De Céline à ses sœurs Agnès de Jésus, Marie du Sacré-Cœur et Thérèse. (Fragments.)

4 mars 1889   

(... ) Sr Costard soigne papa absolument comme s'il était son père, hier elle pleurait en me donnant les nouvelles: « Voyez-vous, disait-­elle, c'est déchirant de voir ce beau patriarche dans un pareil état, nous en sommes toutes profondément peinées et notre personnel en est dans la consternation; depuis le peu de temps qu'il est ici il a su se faire aimer, et puis, il a quelque chose de si vénérable! il porte sur lui un cachet pas ordinaire... On voit que c'est une épreuve, cela ne lui va pas d'avoir cette maladie et [ce] n'en est que plus pénible! »

Cette bonne religieuse ne faisait que répéter: « il a quelque chose de si vénérable ! » Oh! que c'est vrai! Il paraît qu'il est d'une bonté incroyable. - Le Docteur ne serait pas étonné quand la paralysie suivrait cette crise.

Sœurs chéries, certainement que Papa n'aura pas de purgatoire dans l'autre monde, mais ces peines pour nous sont tellement vives qu'elles sont de nature, je trouve, à faire des révolutions dans nos âmes, à nous rendre saintes. Je ne crois pas que les saints aient eu de plus dures épreuves...
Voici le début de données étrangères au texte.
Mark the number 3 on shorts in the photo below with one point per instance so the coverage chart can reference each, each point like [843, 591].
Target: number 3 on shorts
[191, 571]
(... ) Pensez-vous que mon oncle m'a envoyé deux mots pressants et énergiques a par lesquels il me conseillait et me commandait presque d'obéir: il voulait nous voir aujourd'hui à Lisieux; j'ai tenu bon comme vous voyez et je suis restée à mon poste.

Et cependant, je lutte contre mon cœur qui m'appelle près de vous, et je veux d'un autre côté, rester à mon devoir, plutôt en mourir.

(....) Je n'aurais pas cru qu'une si faible créature pût supporter une telle abondance de souffrances. Oh! mes Sœurs chéries, je sens que sans une grâce spéciale je ne pourrais rester ici, l'exil est trop profond.

(... )

Confions-nous en Jésus, tout ce qu'il permet ne peut être que bien.

Céline

Caen, 4 Mars 1889.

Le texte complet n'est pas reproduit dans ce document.